In this article, she takes herself to task for a “bad habit” of not following the ‘Choosing Wisely’ guideline from the Society of General Internal Medicine (SGIM) concerning routine visits. She still sees her patients routinely for health checks, even though this particular SGIM guideline states “Don’t perform routine general health checks for asymptomatic adults.” The guideline then goes on to explain:

 “Routine general health checks are office visits between a health professional and a patient exclusively for preventive counseling and screening tests. In contrast to office visits for acute illness, specific evidence-based preventive strategies, or chronic care management, such as treatment of high blood pressure, regularly scheduled general health checks without a specific cause including the ‘health maintenance’ annual visit, have not shown to be effective in reducing morbidity, mortality or hospitalization, while creating a potential for harm from unnecessary testing.”
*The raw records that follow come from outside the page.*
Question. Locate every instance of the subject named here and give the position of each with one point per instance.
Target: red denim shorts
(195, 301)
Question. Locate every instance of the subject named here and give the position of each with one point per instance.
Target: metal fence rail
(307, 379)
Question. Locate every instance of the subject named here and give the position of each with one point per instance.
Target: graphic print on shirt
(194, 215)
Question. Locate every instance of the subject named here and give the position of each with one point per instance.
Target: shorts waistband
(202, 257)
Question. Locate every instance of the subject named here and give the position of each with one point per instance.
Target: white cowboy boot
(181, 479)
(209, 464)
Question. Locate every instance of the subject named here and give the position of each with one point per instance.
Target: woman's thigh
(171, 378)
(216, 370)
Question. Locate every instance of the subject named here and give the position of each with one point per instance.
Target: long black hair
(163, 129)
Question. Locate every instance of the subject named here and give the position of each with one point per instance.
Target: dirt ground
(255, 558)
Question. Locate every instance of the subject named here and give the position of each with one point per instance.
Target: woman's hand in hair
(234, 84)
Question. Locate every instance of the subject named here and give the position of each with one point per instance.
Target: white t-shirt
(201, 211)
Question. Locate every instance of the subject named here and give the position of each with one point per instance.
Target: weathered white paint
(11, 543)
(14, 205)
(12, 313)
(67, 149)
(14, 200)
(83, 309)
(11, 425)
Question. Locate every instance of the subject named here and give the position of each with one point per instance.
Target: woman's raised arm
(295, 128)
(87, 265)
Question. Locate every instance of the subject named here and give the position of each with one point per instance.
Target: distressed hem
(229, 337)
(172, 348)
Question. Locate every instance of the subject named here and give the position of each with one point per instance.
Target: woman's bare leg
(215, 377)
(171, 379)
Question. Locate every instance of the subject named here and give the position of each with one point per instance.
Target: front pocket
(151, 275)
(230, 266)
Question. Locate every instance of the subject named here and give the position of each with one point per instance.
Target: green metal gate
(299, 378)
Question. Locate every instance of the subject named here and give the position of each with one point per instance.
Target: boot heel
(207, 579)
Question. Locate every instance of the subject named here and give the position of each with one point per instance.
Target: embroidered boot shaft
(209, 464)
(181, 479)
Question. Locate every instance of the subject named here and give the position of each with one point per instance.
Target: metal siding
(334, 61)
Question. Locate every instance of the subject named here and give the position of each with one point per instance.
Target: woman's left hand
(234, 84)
And yet, while Ofri considers her own actions to be bad habits, I consider them good critical thinking—and good instincts. I believe this “bad habit” is really related to a deep understanding she has of the doctor-patient relationship—an understanding not reflected in the guideline.

While this guideline (and the many others that accompany it) is well-intentioned and an important step toward making us all wiser doctors and patients, it’s also important to think critically about it.

The guideline is based on scientific studies of populations and the population effect on reducing morbidity, mortality and hospitalization, but it doesn’t take into consideration other studies that have documented the eroding trust in physicians, as well as the studies that document the morbidity increases resulting from lifestyle diseases.

I find it difficult to separate these two issues. Patients must trust their doctors if they are to follow doctors’ advice concerning lifestyle, as well as the more immediate advice doctors give suggesting diagnostics and therapeutics. If patients are going to take medications as they were meant to be taken or undergo a diagnostic test that will ultimately help them better, they must have a relationship with the physician built on trust. That kind of relationship only happens when the doctor gets to know the patient as a person—not just his or her physiology and health risks—and that requires regular contact between a doctor and an individual.    

In today’s world, it is more important than ever to think about what happens outside of the doctor’s office as well as what happens inside it. Before the person ever sees the doctor, how does he or she decide whether to go in the first place? It often depends on how much trust a person has in that doctor—and how much value he or she thinks the visit will offer. In an absence of trust, a person may not even go to the visit—and miss an opportunity for early treatment.  Or, when that person leaves the office, will he or she act on the physician’s advice?  What if the physician wants to try “watchful waiting,” which requires a great deal of patience and confidence in that guidance?

We should ask ourselves if the guideline’s goal should also be related to trust. Shouldn’t trust be at least as important as the epidemiology of a borderline cholesterol level? Perhaps the real benefit is not just in treating that borderline cholesterol, but comes home to roost 1 or 2 years later, when—in an urgent situation—the person actually calls the doctor he or she trusts.

Many years ago, I ran a nutritional support service and made regular home visits to the patients we treated. I found I learned the truth about what patients were really doing when I went to their homes. I learned about the real-life barriers that prevented them from following the advice I gave. I formed a bond with them that was related to my willingness to meet them where they were, not just emotionally, but physically.

In healthcare, we are beginning to recognize the importance of shared decision- making—in which the doctor and the patient jointly decide the best course of action. This can only occur with trust. It only occurs when the doctor knows the person, and not only the patient. It only occurs when the patient believes the doctor has his or her best interest at heart--and not the best interest of the health system they work for, the government, or even society as a whole--no matter how “noble” that may seem from a population perspective.  

Perhaps we could modify the Choosing Wisely guideline so that we avoid lab tests at those yearly visits, but maintain the yearly visit itself to help maintain the bond? Perhaps it should even be a yearly home visit (although I suspect that would not be warmly received by most doctors or health policy people) to really see all that the patient and the family unit has to deal with in order to try and stay healthy?  A modification in the guideline that fostered trust and relationship building could result in better care and even more cost savings.

I applaud Dr. Ofri’s instinct to follow her own path, rather than following the guideline in this case. Her voice will help SGIM and all those involved in setting guidelines better understand that healthcare needs trusting relationships as much as it needs science and epidemiology. I hope that she continues to use the critical thinking skills that are reflected in so much of her writing to build trust and motivate patients so they call when they are in need--and follow the sage advice I am sure Dr. Ofri gives.